Q. What do you hear about the reasons people are so vulnerable, finding themselves without homes or enough to eat?

A. There isn’t a big enough safety net for people who have a mental illness, or don’t get the paycheck they need to pay the rent. One sad story is of a couple who couldn’t pay the rent and lost their children. They were living in a tent and trying to get money for an apartment so they could get their kids back.

Q. So it can be heart wrenching.

A. Something like that is very difficult. We can’t just give them money. I balance this with all of the good we can do, all of the people we can help. And I realize that God is with every one of these people. We can’t do it all. It’s only through the mercy of God that we reach the people we do, because it’s Him who is going and giving.

Q. If someone is thinking about joining either of these ministries, what would you tell them?

A. I always say to people, “Until I did this, I didn’t realize what I was missing out on. So don’t wait to do it one of these days.’ Just come do it once! Come try it. It may be something you love, or you’ll discover that you want to do something else. Just come try it!

Q. How do people find out more about all of these ministries?
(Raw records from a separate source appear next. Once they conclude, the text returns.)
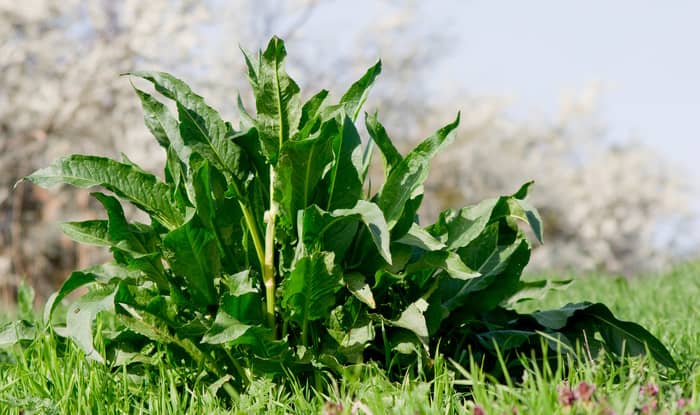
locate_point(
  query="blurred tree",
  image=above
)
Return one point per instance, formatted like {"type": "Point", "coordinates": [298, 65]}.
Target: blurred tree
{"type": "Point", "coordinates": [61, 93]}
{"type": "Point", "coordinates": [606, 207]}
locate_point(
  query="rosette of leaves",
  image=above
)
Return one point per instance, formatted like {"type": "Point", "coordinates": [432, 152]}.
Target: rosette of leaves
{"type": "Point", "coordinates": [266, 254]}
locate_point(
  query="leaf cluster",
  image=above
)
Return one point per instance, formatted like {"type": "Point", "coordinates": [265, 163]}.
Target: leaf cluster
{"type": "Point", "coordinates": [267, 254]}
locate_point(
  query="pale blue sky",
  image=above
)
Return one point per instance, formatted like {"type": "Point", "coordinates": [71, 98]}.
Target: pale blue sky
{"type": "Point", "coordinates": [645, 53]}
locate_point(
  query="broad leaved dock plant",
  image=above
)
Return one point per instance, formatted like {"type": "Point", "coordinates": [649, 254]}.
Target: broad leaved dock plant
{"type": "Point", "coordinates": [265, 255]}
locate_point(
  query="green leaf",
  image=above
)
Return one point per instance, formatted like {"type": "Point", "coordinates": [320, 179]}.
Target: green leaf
{"type": "Point", "coordinates": [356, 96]}
{"type": "Point", "coordinates": [192, 253]}
{"type": "Point", "coordinates": [225, 329]}
{"type": "Point", "coordinates": [201, 127]}
{"type": "Point", "coordinates": [536, 290]}
{"type": "Point", "coordinates": [319, 224]}
{"type": "Point", "coordinates": [524, 211]}
{"type": "Point", "coordinates": [299, 169]}
{"type": "Point", "coordinates": [311, 111]}
{"type": "Point", "coordinates": [276, 100]}
{"type": "Point", "coordinates": [500, 275]}
{"type": "Point", "coordinates": [309, 290]}
{"type": "Point", "coordinates": [91, 232]}
{"type": "Point", "coordinates": [379, 136]}
{"type": "Point", "coordinates": [164, 127]}
{"type": "Point", "coordinates": [619, 336]}
{"type": "Point", "coordinates": [81, 315]}
{"type": "Point", "coordinates": [16, 331]}
{"type": "Point", "coordinates": [420, 238]}
{"type": "Point", "coordinates": [355, 282]}
{"type": "Point", "coordinates": [459, 227]}
{"type": "Point", "coordinates": [142, 189]}
{"type": "Point", "coordinates": [344, 180]}
{"type": "Point", "coordinates": [410, 173]}
{"type": "Point", "coordinates": [413, 319]}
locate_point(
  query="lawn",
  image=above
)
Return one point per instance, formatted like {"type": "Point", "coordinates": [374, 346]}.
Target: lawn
{"type": "Point", "coordinates": [51, 376]}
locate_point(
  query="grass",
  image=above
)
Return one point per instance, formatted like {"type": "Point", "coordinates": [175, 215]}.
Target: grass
{"type": "Point", "coordinates": [51, 376]}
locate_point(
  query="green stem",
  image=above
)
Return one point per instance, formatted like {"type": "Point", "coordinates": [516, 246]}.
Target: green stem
{"type": "Point", "coordinates": [269, 258]}
{"type": "Point", "coordinates": [304, 332]}
{"type": "Point", "coordinates": [253, 228]}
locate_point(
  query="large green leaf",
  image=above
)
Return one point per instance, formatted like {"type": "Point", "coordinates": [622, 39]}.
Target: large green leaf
{"type": "Point", "coordinates": [201, 127]}
{"type": "Point", "coordinates": [309, 290]}
{"type": "Point", "coordinates": [343, 183]}
{"type": "Point", "coordinates": [142, 189]}
{"type": "Point", "coordinates": [310, 113]}
{"type": "Point", "coordinates": [276, 100]}
{"type": "Point", "coordinates": [91, 232]}
{"type": "Point", "coordinates": [413, 319]}
{"type": "Point", "coordinates": [619, 336]}
{"type": "Point", "coordinates": [326, 227]}
{"type": "Point", "coordinates": [16, 331]}
{"type": "Point", "coordinates": [81, 316]}
{"type": "Point", "coordinates": [164, 127]}
{"type": "Point", "coordinates": [103, 273]}
{"type": "Point", "coordinates": [192, 253]}
{"type": "Point", "coordinates": [299, 169]}
{"type": "Point", "coordinates": [411, 172]}
{"type": "Point", "coordinates": [379, 136]}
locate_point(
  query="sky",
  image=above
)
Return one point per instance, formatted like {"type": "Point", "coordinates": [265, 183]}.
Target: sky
{"type": "Point", "coordinates": [645, 55]}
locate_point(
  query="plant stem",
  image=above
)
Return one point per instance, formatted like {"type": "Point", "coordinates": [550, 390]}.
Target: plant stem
{"type": "Point", "coordinates": [269, 261]}
{"type": "Point", "coordinates": [255, 233]}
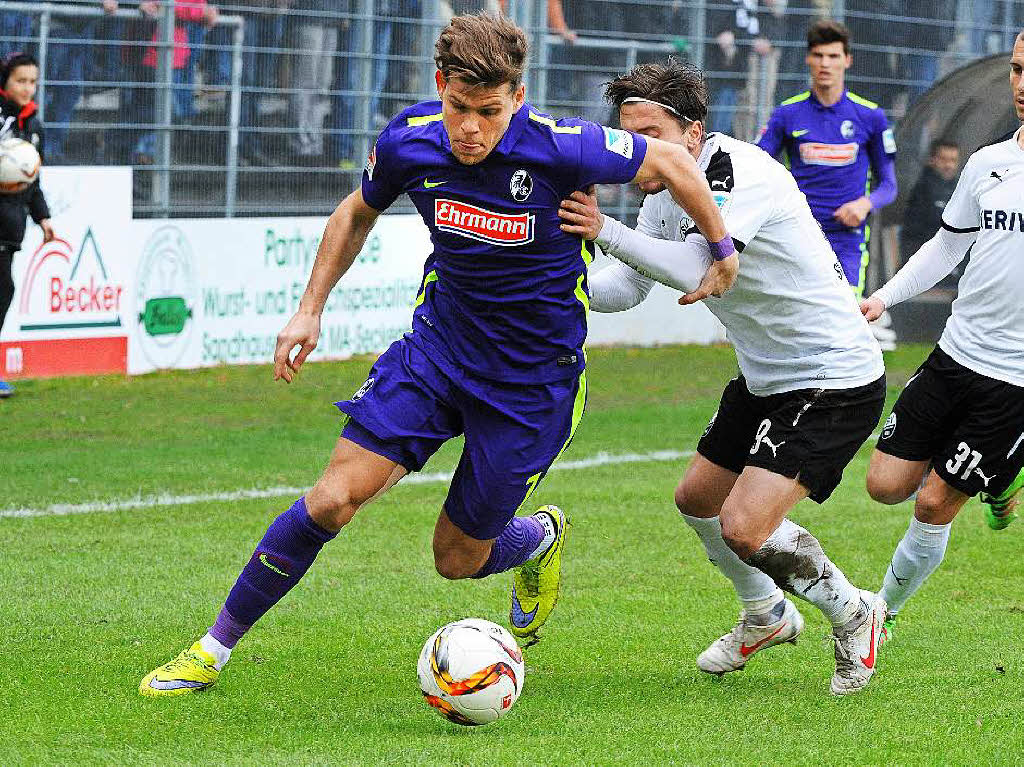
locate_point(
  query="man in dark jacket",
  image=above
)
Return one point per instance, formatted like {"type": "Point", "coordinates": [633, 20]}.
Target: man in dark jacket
{"type": "Point", "coordinates": [18, 119]}
{"type": "Point", "coordinates": [923, 216]}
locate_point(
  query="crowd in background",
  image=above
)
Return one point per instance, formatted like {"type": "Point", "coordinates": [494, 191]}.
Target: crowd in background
{"type": "Point", "coordinates": [301, 61]}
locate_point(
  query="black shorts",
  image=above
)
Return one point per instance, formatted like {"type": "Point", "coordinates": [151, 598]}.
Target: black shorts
{"type": "Point", "coordinates": [809, 434]}
{"type": "Point", "coordinates": [970, 426]}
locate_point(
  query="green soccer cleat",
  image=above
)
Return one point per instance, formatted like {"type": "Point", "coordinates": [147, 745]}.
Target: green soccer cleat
{"type": "Point", "coordinates": [999, 511]}
{"type": "Point", "coordinates": [535, 584]}
{"type": "Point", "coordinates": [194, 670]}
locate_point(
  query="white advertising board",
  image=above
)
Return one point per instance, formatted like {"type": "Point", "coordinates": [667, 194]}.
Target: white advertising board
{"type": "Point", "coordinates": [72, 295]}
{"type": "Point", "coordinates": [218, 291]}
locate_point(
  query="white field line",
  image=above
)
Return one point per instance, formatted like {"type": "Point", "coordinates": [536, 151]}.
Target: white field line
{"type": "Point", "coordinates": [164, 499]}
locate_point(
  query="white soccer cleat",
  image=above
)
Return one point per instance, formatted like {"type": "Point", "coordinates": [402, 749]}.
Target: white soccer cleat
{"type": "Point", "coordinates": [731, 651]}
{"type": "Point", "coordinates": [856, 650]}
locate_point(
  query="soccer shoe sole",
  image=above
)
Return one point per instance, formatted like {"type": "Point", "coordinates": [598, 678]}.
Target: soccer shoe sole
{"type": "Point", "coordinates": [877, 616]}
{"type": "Point", "coordinates": [794, 621]}
{"type": "Point", "coordinates": [536, 618]}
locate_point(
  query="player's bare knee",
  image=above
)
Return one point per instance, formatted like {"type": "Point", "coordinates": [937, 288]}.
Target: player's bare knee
{"type": "Point", "coordinates": [453, 566]}
{"type": "Point", "coordinates": [331, 505]}
{"type": "Point", "coordinates": [889, 491]}
{"type": "Point", "coordinates": [738, 537]}
{"type": "Point", "coordinates": [934, 506]}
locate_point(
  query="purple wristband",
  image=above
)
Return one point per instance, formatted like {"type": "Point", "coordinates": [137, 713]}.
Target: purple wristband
{"type": "Point", "coordinates": [722, 249]}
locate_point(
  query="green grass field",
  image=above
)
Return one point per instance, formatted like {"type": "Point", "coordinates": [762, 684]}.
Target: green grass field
{"type": "Point", "coordinates": [89, 602]}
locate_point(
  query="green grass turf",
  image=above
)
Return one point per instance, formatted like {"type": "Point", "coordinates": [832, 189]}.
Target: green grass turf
{"type": "Point", "coordinates": [89, 603]}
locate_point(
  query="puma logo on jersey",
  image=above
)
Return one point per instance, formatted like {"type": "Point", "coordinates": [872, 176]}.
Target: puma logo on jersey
{"type": "Point", "coordinates": [762, 438]}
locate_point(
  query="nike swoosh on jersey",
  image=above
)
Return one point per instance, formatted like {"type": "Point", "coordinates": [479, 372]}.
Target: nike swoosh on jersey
{"type": "Point", "coordinates": [519, 619]}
A. Anybody is welcome to come talk to me. I am the Deacon for the Cathedral, and that means for everybody at the Cathedral. So I want to get to know people. My job is to bring the needs of the world to the church, and the church to the world. And I can’t do it alone. None of us can. So just say, “I’m interested. Let’s talk about it. Tell me what’s involved.” I can tell you that I am fed myself by this—I get so much back.